Adesso due pensierini su D’Agostino e le sue scelte iniziali adottate contro la Pro Piacenza.
Partiamo dall’inizio. In settimana si ferma Tentoni, terzino destro della difesa a quattro. Per sostituire l’ex Carrarese il Mister opta per Panizzi, un giovane esterno esile e tutto mancino. Mi chiedo perché il mister abbia adottato una soluzione così bizzarra visto che un terzino destro naturale in rosa, se ci guarda bene, ce l’ha e si chiama Cottarelli, giovane virgulto prodotto del vivaio locale. Ma se non si fa giocare Cottarelli neppure in una situazione d’emergenza come quella sapremo mai se il ragazzo potrà diventare giocatore a tutti gli effetti? E se invece Cottarelli è considerato ai margini del progetto allora che ci sta a fare qui visto che c’è stato tutto il tempo per trovargli una collocazione che gli permetta di avere le sue chances altrove?
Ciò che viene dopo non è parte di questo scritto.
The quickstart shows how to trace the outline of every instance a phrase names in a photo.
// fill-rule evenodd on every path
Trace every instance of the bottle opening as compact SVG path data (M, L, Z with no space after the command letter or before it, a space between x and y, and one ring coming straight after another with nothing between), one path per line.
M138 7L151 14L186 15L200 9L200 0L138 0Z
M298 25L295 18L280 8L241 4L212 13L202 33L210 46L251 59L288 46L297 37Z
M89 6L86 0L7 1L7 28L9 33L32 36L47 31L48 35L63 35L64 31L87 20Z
Inoltre, anche nel caso che l’operazione Panizzi-terzino destro (operazione a priori disperata) fosse stata coronata da grande successo, quale sarebbe il vantaggio per il futuro? Secondo me nessuno. Panizzi non è e non sarà mai un terzino destro di una difesa a quattro. Perché? Sfido a trovare nelle categorie professionistiche un mancino che occupi stabilmente quel ruolo. Ci sono è vero giocatori che giocano “a piedi invertiti” sì, ma nessuno in quel ruolo. E poi, anche ammesso che Panizzi si adatti miracolosamente al ruolo di terzino destro che facciamo? Mettiamo in naftalina i tre terzini destri in organico, tra cui il neo acquisto Delvino? Un’operazione come quella appena descritta mi ha ricordato da vicino le alzate d’ingegno di Stellini (ricordate Celjiak schierato terzino sinistro dal 1’ in una partita casalinga la stagione scorsa?). Sono decentemente sicuro però che D’Agostino non percorrerà le stesse strade lastricate da presunzione e confusione tipiche di quel nostro ex allenatore.
Però, dico io, domenica scorsa siamo stati tatticamente ostaggio per un’ora di gioco della Pro Piacenza, sotto ricatto in primis dalla posizione che i due “quinti” di Giannichedda assumevano non appena la loro squadra entrava in possesso palla. Con il bel risultato che i due esterni hanno arato le nostre fasce spesso imprendibili, mentre in mezzo al campo noi non riuscivamo né a far gioco e neppure filtro, visto che loro attaccavano appunto con gli esterni.
Ebbene, possibile che nella fattispecie non ci fosse una mossa tattica a nostra disposizione per sparigliare le carte e costringere gli avversari a doversi pure preoccupare di noi?
La butto lì: magari virare sul 4-4-2 a partita in corso, soluzione facile con quello che avevamo in panca, con un mare di sostituzioni a disposizione e partendo dall’originale 4-3-3. Si poteva anche tentare? Sarebbe servito a qualcosa? Non lo so, probabilmente avremmo perso ugualmente, ma si poteva mettere una pressione diversa agli avversari e una copertura delle fasce sicuramente più efficace.
Non faccio l’allenatore, non pretendo di esserlo e mi scuso anticipatamente se ho scritto minchiate. Ho visto in vita mia migliaia di partite e mi è capitato a volte di assistere a match in cui una squadra tatticamente soverchiata dall’avversario si è ripresa con una mossa immaginata dalla panchina. E non mi vengano a raccontare la storia che “non si deve mai cambiare il proprio modo di giocare e snaturarsi” perché chi sostiene questa stupidata lo dice in quanto semplicemente non capace di invertire certe derive. E il risultato finale, credetemi, non deve mai essere l’alibi.